Cliccando in basso il dossier documentario presentato questa mattina presso la sede regionale dalla dirigenza del sindacato. Due passeggeri, muniti di telecamere, percorrono la tratta Palermo-Villa San Giovanni documentando le inefficienze e le vergogne di un servizio inesistente. Genovese: -E' un problema di tutta la Sicilia, non solo di Messina-
Riprendendo il titolo di un film proiettato in questi giorni nella sala cinematografiche, “benvenuti al sud”, anzi sullo Stretto. E’ stato presentato questa mattina, presso la sede regionale della Fit Cisl a Palermo, il video che testimonia la politica di smantellamento messa in atto da Rfi nel sistema di trasporto ferroviario dello Stretto. Le immagini, che potrete visualizzare cliccando in basso, prendono il posto della “carta”, delle denunce, delle note, dei comunicati stampa scritti dai rappresentanti sindacali per annunciare proteste e ribadire la necessità di un’inversione di rotta mai avvenuta. Il dossier-denuncia è stato realizzato da due passeggeri del sindacato che, seguiti da telecamere, hanno effettuato tutto il viaggio da Palermo a Villa San Giovanni mostrando carenze infrastrutturali, tempi di percorrenza a dir poco biblici, con o senza traghettamento, e disagi conseguenti. Una vergogna targata ferrovie dello Stato che si verifica quotidianamente in quel “profondo sud” di cui veramente in pochi sembrano interessarsi.
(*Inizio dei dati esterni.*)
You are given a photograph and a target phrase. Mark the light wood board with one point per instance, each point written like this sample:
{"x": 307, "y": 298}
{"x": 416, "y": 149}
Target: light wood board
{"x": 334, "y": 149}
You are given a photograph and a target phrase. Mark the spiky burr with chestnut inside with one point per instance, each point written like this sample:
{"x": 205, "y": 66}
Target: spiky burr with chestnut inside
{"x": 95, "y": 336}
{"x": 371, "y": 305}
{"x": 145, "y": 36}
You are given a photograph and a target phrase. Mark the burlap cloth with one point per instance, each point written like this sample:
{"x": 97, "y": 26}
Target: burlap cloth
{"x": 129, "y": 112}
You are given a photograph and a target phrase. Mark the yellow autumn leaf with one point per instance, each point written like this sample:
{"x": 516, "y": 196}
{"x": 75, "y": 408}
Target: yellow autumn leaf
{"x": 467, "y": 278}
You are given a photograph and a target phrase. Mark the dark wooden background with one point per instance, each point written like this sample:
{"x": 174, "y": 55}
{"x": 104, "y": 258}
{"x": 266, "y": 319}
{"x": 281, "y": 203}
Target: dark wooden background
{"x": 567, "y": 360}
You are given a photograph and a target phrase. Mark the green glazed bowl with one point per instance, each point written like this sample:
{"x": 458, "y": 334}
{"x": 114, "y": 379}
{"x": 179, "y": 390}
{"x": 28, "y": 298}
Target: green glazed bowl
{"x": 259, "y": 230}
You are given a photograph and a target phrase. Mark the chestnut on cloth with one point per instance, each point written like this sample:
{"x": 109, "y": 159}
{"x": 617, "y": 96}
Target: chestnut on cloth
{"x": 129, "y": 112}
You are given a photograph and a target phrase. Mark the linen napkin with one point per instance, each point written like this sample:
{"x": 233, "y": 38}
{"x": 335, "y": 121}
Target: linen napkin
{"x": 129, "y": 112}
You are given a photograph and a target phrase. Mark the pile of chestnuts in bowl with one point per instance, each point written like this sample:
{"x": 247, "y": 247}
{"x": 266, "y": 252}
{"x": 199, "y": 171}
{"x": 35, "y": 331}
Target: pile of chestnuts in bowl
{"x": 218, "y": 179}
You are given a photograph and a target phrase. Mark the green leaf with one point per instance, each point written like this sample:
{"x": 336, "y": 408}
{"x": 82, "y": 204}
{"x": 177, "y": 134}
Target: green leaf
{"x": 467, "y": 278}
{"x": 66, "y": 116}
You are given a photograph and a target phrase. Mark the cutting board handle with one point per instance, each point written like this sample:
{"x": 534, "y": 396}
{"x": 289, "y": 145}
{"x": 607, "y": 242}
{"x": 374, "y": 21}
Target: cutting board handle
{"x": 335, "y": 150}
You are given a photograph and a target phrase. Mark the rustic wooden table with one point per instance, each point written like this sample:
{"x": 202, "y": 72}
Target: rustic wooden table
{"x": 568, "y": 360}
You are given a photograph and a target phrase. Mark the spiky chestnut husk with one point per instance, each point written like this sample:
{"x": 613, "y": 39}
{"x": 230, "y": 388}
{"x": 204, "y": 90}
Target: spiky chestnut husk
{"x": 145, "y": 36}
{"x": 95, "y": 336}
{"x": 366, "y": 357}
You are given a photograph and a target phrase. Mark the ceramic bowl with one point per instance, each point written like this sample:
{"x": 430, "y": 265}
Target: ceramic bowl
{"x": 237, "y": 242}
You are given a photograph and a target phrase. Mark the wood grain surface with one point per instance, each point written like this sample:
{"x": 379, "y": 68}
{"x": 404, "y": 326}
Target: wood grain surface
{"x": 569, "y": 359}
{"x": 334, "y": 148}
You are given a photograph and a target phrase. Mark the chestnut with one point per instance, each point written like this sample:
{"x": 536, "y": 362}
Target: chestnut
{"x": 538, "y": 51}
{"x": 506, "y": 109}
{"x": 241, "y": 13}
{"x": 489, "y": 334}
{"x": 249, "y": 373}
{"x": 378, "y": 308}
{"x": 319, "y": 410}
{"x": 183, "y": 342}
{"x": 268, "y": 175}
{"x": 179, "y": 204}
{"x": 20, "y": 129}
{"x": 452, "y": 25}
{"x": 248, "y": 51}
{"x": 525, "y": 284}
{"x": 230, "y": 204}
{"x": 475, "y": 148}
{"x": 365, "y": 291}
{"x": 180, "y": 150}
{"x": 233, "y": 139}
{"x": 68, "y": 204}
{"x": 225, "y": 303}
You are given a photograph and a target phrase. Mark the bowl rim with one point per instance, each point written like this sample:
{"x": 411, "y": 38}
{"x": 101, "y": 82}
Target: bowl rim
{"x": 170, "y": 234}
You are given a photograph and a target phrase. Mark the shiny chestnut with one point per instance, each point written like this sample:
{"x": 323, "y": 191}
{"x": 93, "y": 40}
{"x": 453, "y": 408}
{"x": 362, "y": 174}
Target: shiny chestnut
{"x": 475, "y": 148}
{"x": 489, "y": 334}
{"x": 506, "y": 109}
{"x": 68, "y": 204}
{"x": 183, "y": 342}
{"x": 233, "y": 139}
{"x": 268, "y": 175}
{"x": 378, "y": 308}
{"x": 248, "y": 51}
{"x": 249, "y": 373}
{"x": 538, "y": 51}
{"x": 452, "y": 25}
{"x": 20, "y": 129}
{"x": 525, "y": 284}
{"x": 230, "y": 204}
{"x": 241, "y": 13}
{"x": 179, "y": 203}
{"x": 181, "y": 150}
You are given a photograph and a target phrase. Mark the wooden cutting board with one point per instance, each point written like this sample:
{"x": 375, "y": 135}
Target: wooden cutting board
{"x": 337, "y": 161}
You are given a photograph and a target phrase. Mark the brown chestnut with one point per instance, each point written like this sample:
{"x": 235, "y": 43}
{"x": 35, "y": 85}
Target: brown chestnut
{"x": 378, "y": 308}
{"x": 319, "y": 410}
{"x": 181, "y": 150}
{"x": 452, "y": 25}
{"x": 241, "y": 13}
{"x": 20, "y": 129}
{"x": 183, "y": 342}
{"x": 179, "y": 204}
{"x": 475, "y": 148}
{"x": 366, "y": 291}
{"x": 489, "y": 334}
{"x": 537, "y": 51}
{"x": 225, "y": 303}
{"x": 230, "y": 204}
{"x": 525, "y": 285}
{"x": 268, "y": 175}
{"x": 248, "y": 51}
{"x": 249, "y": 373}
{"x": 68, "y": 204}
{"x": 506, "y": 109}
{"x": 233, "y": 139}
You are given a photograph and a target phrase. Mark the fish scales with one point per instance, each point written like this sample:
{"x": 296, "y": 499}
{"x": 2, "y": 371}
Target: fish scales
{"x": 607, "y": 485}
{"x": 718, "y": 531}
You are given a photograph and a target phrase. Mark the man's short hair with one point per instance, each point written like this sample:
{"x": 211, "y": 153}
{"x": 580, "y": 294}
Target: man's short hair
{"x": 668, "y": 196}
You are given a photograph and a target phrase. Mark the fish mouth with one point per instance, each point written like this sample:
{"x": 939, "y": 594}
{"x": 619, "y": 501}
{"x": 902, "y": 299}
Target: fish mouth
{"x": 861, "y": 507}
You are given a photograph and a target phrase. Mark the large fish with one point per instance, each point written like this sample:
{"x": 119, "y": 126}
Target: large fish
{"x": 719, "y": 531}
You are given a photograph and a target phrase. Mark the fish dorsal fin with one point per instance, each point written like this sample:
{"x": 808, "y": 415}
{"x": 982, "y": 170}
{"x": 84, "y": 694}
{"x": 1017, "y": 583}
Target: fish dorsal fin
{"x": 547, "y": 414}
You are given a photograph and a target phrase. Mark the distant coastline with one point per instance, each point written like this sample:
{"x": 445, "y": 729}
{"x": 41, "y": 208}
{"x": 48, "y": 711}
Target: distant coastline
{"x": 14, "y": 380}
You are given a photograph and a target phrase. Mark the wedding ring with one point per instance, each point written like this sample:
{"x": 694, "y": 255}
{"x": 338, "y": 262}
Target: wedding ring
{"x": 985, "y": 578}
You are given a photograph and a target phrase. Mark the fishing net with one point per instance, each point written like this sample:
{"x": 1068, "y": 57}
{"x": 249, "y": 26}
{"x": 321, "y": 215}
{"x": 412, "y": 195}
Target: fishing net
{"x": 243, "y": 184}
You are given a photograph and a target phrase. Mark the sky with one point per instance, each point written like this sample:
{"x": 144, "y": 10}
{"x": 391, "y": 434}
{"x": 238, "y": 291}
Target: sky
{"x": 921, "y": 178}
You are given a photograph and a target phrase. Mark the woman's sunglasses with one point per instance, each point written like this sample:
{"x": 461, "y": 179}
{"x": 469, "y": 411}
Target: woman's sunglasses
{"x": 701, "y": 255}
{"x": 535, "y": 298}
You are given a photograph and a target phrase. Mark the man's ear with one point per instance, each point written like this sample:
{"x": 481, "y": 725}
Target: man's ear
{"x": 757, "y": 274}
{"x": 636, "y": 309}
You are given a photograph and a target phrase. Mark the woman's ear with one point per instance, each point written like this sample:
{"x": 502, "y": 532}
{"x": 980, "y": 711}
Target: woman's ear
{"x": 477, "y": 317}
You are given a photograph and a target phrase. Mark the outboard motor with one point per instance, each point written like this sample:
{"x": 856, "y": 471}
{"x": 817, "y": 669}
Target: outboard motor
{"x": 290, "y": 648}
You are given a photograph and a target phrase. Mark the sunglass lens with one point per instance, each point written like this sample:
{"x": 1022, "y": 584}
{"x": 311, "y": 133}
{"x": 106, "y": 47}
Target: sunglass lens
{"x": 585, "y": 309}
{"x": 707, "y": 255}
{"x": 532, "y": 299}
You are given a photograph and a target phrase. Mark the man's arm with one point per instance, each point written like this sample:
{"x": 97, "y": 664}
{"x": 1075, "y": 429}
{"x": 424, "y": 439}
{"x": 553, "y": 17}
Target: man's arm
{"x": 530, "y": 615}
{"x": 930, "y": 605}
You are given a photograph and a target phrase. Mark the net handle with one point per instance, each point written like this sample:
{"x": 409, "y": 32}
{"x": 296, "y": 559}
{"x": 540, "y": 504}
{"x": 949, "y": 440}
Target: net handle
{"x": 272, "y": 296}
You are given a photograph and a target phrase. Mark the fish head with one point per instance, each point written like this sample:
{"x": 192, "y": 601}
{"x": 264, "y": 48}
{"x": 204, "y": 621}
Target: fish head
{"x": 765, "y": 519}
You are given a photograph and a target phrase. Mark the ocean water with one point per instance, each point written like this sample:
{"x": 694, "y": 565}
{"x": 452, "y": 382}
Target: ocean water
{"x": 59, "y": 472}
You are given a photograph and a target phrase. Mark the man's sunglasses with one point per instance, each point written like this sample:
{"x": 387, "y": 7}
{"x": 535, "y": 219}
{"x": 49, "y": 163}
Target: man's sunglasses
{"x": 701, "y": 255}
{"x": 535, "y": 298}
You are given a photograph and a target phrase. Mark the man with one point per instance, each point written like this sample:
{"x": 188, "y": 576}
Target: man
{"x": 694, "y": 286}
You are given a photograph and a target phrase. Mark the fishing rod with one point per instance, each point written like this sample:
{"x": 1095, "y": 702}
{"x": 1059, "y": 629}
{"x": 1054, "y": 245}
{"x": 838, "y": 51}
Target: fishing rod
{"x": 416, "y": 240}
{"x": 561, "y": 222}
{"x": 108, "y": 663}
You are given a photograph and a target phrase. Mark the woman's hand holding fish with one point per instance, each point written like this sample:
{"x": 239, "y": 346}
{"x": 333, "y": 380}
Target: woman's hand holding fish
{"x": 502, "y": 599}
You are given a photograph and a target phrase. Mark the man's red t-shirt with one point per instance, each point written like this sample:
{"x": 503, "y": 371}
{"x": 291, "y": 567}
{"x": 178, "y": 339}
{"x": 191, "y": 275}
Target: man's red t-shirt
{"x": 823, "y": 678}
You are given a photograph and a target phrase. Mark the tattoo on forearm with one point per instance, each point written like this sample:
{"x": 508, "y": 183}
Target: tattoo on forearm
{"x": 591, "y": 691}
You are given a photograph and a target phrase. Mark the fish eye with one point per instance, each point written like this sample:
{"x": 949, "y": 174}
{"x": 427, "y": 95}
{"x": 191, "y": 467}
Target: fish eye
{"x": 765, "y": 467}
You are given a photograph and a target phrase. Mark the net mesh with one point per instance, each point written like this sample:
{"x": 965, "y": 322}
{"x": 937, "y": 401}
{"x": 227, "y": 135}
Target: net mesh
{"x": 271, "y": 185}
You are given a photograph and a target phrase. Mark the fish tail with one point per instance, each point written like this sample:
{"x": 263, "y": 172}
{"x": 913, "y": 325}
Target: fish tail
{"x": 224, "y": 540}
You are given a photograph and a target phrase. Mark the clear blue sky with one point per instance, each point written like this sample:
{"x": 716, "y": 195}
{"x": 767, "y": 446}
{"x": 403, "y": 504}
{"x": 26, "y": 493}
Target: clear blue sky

E sullo sfondo di un quadro già sufficientemente a tinte fosche, Rfi continua a smantellare: “In pochi anni- sottolinea la Cisl- le navi traghetto sono passate da quattro a 2 sole. Nel 2009 oltre 5445 carrozze in meno hanno attraversato lo Stretto. Una situazione che si aggraverà con la cancellazione, dal prossimo mese, dei treni a lunga percorrenza in partenze da Siracusa e da Agrigento. I passeggeri saranno costretti a traghettare a piedi per poi prendere un altro treno una volta giunti in continente e viceversa, con enormi disagi e consistenti allungamenti dei tempi di percorrenza”.
Puntuale il commento del segretario generale della Cisl di Messina: “Appare di tutta evidenza come lo smantellamento del sistema trasporti sia un problema dell’intera Sicilia. Confinarlo – ha proseguito – in una vertenza Messina è riduttivo e non risolutivo. E’ vero che Messina paga il prezzo più grande ma se riusciamo, come siciliani, a vincere questa battaglia di civiltà contro Governo nazionale, Governo regionale e gruppo FS salveremo anche Messina e il nodo trasporti nell’area dello Stretto”.